# Get Book Chapter Metadata

This notebook gets metadata for BookChapter from a Excel file ('data/BookChapter_Metadata.xlsx'), create BookChapter node and link the TM nodes to it.

## Import Libraries

In [25]:
#import numpy as np
import pandas as pd
pd.set_option('display.max_columns', None)
pd.set_option('display.max_rows', None)
pd.set_option('display.max_colwidth', None)

# import matplotlib.pyplot as plt 
# import seaborn as sns
# sns.set_style('darkgrid')
# sns.set_palette("colorblind")
# sns.set(rc={'figure.figsize':(11,6)})

import os 
import configparser
import csv
from collections import defaultdict
from metapub import PubMedFetcher
fetch = PubMedFetcher()

In [26]:
# install or import Neo4j GraphDataScience library
try: 
  from graphdatascience import GraphDataScience
  print('Successfully imported GraphDataScience')
except ModuleNotFoundError:
  !pip3 install graphdatascience
  from graphdatascience import GraphDataScience
  print('installed and imported GraphDataScience')

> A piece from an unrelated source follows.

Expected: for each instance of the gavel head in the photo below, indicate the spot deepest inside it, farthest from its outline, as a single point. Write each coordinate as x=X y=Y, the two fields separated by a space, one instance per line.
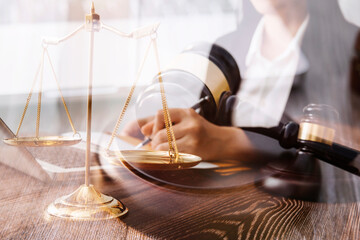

Successfully imported GraphDataScience


# Custom Functions

In [27]:
# function adapted from Neo4j GDS Fraud Demo Notebook (h/t Zach B.)
def read_neo4j_properties(NEO4J_PROPERTIES_FILE: str=None) -> str:
  '''Parses Neo4j database or Aura connection details from provided .ini filepath.
  Requirements:
    configparser

  Args:
    NEO4J_PROPERTIES_FILE: path to a .ini file
  
  Returns:
    HOST: link to Neo4j or Aura host 
    USERNAME: login username
    PASSWORD: login password 

  Note: The .ini file should use the following syntax
    [NEO4J]
    PASSWORD=<password>
    USERNAME=<database name>
    HOST=<host uri>

  If no path is passed, the function will return the defaults:
    HOST = 'neo4j://localhost'
    USERNAME = 'neo4j'
    PASSWORD = 'password'
  '''

  if NEO4J_PROPERTIES_FILE is not None and os.path.exists(NEO4J_PROPERTIES_FILE):
      config = configparser.RawConfigParser()
      config.read(NEO4J_PROPERTIES_FILE)
      HOST = config['NEO4J']['HOST']
      USERNAME = config['NEO4J']['USERNAME']
      PASSWORD = config['NEO4J']['PASSWORD']
      print('Using HOST, USERNAME, PASSWORD from .ini file')
      return HOST, USERNAME, PASSWORD
  else:
      print('Could not find database properties file, using defaults:')
      HOST = 'neo4j://localhost'
      USERNAME = 'neo4j'
      PASSWORD = 'password'
      print(f'HOST: {HOST} \nUSERHAME: {USERNAME} \nPASSWORD: {PASSWORD}')
      return HOST, USERNAME, PASSWORD 

# Connect to Neo4j DB
It is recommended to store authentication credentials in a separate file and read them in to the notebook as variables. This code assumes the files are stored in a local auth directory.

In [28]:
# get authentication credentials from local auth file
NEO4J_PROPERTIES_FILE = 'auth/immerse_kg_auth.ini'
HOST, USERNAME, PASSWORD = read_neo4j_properties(NEO4J_PROPERTIES_FILE=NEO4J_PROPERTIES_FILE)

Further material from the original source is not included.